Marcelino Perelló Valls (1944 – 5 August 2017) was a figure of the Mexican Student Movement of 1968,[1] [2] and the representative of the School of Sciences of the National Autonomous University of Mexico (UNAM) to the National Strike Council (CNH).[3] Perelló was a member of the Mexican Communist Party (PCM)[4] from 1965 until his death in 2017.
At the beginning of the movement, he was arrested on July 27 after the police raided the PCM’s semi-clandestine premises on Mérida street on July 26, 1968,[5] in Mexico City; he was released next day because his political connections.
After the Tlatelolco massacre, he hidin Europe the following year; he was in exile for 16 years.[6] He was in France, Romania and Spain, and in 1975 he graduated in Mathematics from the University of Bucharest, and two years later he obtained a master's degree in Science from the same institution.
As a professor, he taught at the University of Barcelona from 1977 to 1985; at the Autonomous University of Sinaloa from 1985 to 1986, and at the Autonomous University of Puebla, from 1987 to 1988. He was a professor at the School of Sciences of the UNAM,[7] from 1990 on, where earlier he was a Physics student. During his student participation at the UNAM, he was a representative at the Consejo Nacional de Huelga, and part of the top leadership during Mexico 68's movement.

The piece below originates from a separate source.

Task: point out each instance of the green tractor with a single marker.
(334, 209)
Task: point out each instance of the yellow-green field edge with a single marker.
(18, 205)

At the time of his death, Marcelino Perelló was the Secretary General of the Museo Universitario del Chopo.[8] He was also a contributor to the newspaper Excélsior.[9] and a columnist and a writer.
Perelló had a weekly radio show on Radio UNAM, called "Sentido contrario"[10] (roughly translated as "The Wrong Direction"), that was cancelled after he made derisive comments in reference to the case of "The Porkys of Veracruz," a group of four men belonging to upper-class families who had allegedly gang raped a woman in Boca del Río, Veracruz in January 2015. Perelló made several derisive declarations including that the victim overreacted, that penetrating a woman against her will with "broomsticks, fingers or vibrators" is under current law not considered rape, but molestation or sexual abuse, and that some women could only achieve climax during rape.[11]